La realtà della famiglia contemporanea, le nuove frontiere del lavoro femminile, la spersonalizzazione della globalizzazione, la mancanza continua del fattore tempo, costringono i genitori di qualunque tipo di nucleo familiare a incarnare il duplice ruolo di padre-madre o madre-padre – figura che con un termine da fiaba io chiamo ‘Mammoy’ – creando un nuovo equilibrio rispetto al significato di essere uomo e donna. Se già all’inizio degli anni Cinquanta, Erich Fromm considerava patologico l’uomo «normale» e socialmente adattato, capace di un comportamento mirato alle esigenze economiche e sociali, così come negli anni Trenta il carattere autoritario della società aveva condotto l’uomo rivestito di normalità alle peggiori barbarie – non solo nei confronti degli ebrei, ma anche degli zingari e degli omosessuali – è evidente che la necessità di semplificare priva la vita delle sue infinite sfumature e l’individuo della sua salute psichica.

Occorre rilevare, inoltre, che le gradazioni di omosessualità, come di eterosessualità, sono così tante che non è facile definire un “tipo psicologico” omosessuale senza ricadere nella banalità. E questa semplificazione, inoltre, contribuisce a etichettare l’individuo attuando una forma di giudizio che genera la paura di dichiarare la propria natura. Lo scrittore francese André Gide ha, invece, centrato la sua opera nell’affermazione della propria libertà, al di fuori di vincoli morali e puritani, nel riconoscimento della verità interiore di se stessi accettando la propria omosessualità senza venir meno ai propri valori. Come lui stesso affermò nel lontano 1924, del resto, «l’omosessualità comporta ogni gradazione: dal platonismo alla lascivia, dall’abnegazione al sadismo, dalla sanità gaudiosa alla malinconia profonda. Inoltre, tra omosessualità esclusiva ed eterosessualità esclusiva esistono tutte le forme intermedie».

Bisognerebbe, quindi, abituare i propri figli, gli studenti, i bambini, i giovani, le nuove e le vecchie generazioni, i governati e i politici del futuro, a contemplare nella loro esistenza un ventaglio di possibilità enorme, seguendo la complessità dell’anima umana, piuttosto che limitarla con giudizi e divieti.
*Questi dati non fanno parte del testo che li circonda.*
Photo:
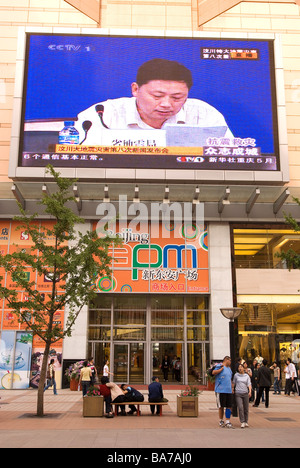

Come sostiene Lingiardi, infatti, «Il mistero della sessualità umana non si esaurisce nei modelli teorici della psicoanalisi o della genetica: ogni discorso sulla sessualità deve fare i conti con la sua base poetica».

Mi piace pensare, quindi, che la ‘Famiglia arcobaleno’ possa istillare nei figli che vi crescono la spontaneità di una nuova ‘Poesia’.